Dendritic cells are essential for the well-functioning of our immune system since they are capable of recognizing and eliminating pathogens.
As soon as the presence of a pathogen is noticed, dendritic cells are activated and start to produce cytokines and chemokines. Cytokines are molecules that produce an inflammatory response by altering transcription; they act on non-immune cells. Chemokines induce cell movement and attract immune cells to the site of infection.

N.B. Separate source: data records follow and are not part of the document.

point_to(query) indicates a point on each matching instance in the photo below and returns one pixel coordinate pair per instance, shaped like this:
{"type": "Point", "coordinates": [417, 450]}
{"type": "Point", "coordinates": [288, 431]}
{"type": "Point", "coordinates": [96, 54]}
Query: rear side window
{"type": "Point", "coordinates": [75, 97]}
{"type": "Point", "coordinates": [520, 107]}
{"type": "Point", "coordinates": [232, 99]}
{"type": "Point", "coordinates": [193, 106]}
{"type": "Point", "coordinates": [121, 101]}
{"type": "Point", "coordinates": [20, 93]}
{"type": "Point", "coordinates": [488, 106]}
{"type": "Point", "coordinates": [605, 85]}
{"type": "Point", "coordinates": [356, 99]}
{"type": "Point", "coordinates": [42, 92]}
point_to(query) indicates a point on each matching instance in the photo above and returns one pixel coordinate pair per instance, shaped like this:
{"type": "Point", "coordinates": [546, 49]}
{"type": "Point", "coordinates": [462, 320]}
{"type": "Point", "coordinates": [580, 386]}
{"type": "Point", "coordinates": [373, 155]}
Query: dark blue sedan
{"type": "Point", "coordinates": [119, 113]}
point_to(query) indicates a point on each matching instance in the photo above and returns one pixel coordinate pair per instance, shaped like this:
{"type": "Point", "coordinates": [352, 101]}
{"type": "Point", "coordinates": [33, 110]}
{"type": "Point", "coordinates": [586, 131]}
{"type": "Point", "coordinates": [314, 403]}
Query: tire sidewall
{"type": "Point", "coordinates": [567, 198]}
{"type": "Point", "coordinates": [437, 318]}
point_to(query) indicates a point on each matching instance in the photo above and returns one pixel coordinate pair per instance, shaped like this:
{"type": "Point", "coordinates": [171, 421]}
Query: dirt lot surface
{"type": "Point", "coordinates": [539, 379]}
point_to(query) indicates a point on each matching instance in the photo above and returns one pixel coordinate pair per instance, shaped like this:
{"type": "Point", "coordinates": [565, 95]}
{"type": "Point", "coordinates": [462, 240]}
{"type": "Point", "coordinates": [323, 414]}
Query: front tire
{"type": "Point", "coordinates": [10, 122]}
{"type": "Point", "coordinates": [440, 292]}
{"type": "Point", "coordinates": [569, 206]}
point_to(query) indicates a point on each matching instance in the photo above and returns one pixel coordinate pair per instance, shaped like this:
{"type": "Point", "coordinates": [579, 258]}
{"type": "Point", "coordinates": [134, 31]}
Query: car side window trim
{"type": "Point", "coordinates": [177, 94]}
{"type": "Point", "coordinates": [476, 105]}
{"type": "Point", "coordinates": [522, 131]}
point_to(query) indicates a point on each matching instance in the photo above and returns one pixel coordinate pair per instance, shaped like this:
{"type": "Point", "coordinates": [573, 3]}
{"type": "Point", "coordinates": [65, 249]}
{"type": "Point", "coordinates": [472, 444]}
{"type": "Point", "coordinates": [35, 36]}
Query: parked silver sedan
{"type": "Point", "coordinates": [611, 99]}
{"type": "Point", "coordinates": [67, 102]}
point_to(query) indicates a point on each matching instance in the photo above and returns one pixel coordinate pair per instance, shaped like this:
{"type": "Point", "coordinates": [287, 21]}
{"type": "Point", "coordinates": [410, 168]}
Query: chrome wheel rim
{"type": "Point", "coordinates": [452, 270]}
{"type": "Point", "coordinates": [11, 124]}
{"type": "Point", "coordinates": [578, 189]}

In addition, dendritic cells will absorb the pathogens that are present in the body. They will then present the antigens of these pathogens on the outer surface of their cell membranes. For this reason, dendritic cells are also named antigen-presenting cells (APCs). Upon absorption of a pathogen, dendritic cells migrate through the lymph vessels towards the lymph nodes. Here, they present antigens to naive (i.e. not yet activated) T-cells – CD4 and CD8 T-cells. The presentation of antigens induces the proliferation of these CD4/CD8 T-cells to mature helper T-cells. That process will activate and promote the immune system and will ultimately lead to the creation of a population of T-cells that is adequately large for destroying cancer cells and/or pathogens
The molecular identification of human cancer-specific antigens has made it possible to develop antigen-specific immunotherapy, which did, however, not yield any convincing clinical results.
At eTheRNA, we believe in combining technology that uses dendritic cells as a mediator to boost the maturation, activation and licensing of T-cells with disease-specific antigens.